Ahead of a final vote in the U.S. Senate, protesters in Seattle demonstrated against Supreme Court nominee Brett Kavanaugh at Westlake Park on Thursday night, saying the process has cast aside women and their sexual assault experiences.
"We need to send them a message back. Our nation can do better than Brett Kavanaugh," said Bree Black Horse, an attorney and member of the Seminole Nation of Oklahoma, as she spoke to the crowd. "March today. Say enough is enough already."
Led by the Missing and Murdered Indigenous Women group, hundreds of people marched downtown, from Westlake to the Federal Building on Thursday as they protested not only against Kavanaugh's nomination but against president Donald Trump's record on women's rights.
"Why did the Democratic establishment not fight to block his nomination in the first place when they knew that even before the sexual assault allegations came to rise, he was a real threat to the rights of women?" said Seattle council member Kshama Sawant, who spoke at the park ahead of the march.
Kavanaugh on Friday morning cleared another hurdle to become the next sitting judge on the U.S. Supreme Court, when Republicans garnered the Senate votes they needed to limit debate and move on to a confirmation vote likely on Saturday.
This has been months in the making after a woman, Christine Blasey Ford, first accused Kavanaugh of sexual assault decades ago. Since then two other women have come forward with allegations against the nominee.
The Senate Judiciary Committee heard testimony from both Blasey Ford and Kavanaugh on September 27. Senator Jeff Flake said he would only vote "yes" on the floor if the FBI took a week to investigate the claim, and the FBI completed its investigation this week.
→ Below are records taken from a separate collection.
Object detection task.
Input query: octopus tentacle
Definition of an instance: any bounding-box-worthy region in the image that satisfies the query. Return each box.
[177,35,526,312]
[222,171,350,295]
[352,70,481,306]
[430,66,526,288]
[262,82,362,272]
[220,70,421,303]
Margo Heights, who spoke at Westlake and is a member of Refuse Fascism, said she remembered the hearings in which Anita Hill testified against Supreme Court nominee Clarence Thomas over sexual harassment allegations.
It's "seared into the memory of a lot of women," she said. While many believed there had been progress made since then on women's rights, Heights said Blasey Ford's testimony shows misogyny is still alive and well.
But she said she thought there's more to lose with Kavanaugh's confirmation now that Trump is president.
"This moment right now is just so much more dangerous because of everything that's at stake," she said.